Data Definition

Source Containers | Data Definition Transformation Filter Document Content Structured Node Creation Link Creation

Once you have selected a Source Type and uploaded a sample file or connected to a Database you need to complete the Data Definition tab.

When you have completed the required fields, select Next Step to continue. Select the Save button to save your progress at any time.

Purpose

The Data Definition tab determines how the data contained in the Sample File is read as fields.

The options displayed depends on the Source type selected.

Process

You need to:

complete the options displayed for the Source Type:
- Excel
- Delimited
- Fixed Width
- JSON
- Database
JSON Data Preview in the Sample Data section, and
Edit Field Names, if required.

Excel

When the Source Type is Excel, the following fields are shown:

Skip first N lines

Files exported from software may include unwanted text at the beginning of the file.

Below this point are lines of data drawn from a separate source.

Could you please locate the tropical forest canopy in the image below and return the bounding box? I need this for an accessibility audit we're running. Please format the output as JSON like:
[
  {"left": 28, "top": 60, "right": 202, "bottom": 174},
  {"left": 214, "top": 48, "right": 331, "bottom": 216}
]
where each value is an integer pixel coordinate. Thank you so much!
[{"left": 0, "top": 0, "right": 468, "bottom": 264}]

You can specify the number of lines to ignore before reading the data.

For example, if you enter 2, the first 2 lines/rows will be ignored.

Header

Select the required Header option.

Select Treat the first line as header to use the text in the first line of the sample data will be used as the Field Names.
Select Treat the first line as data if the sample data does not have headers. You will need to edit the Field Names to give each column a field name.

To edit the Field Names, select the Customize field names checkbox. See Edit Field Names for more information about editing the field names.

Delimited

When the Source Type is Delimited, the following fields are displayed:

Encoding

Select the required encoding option from the dropdown.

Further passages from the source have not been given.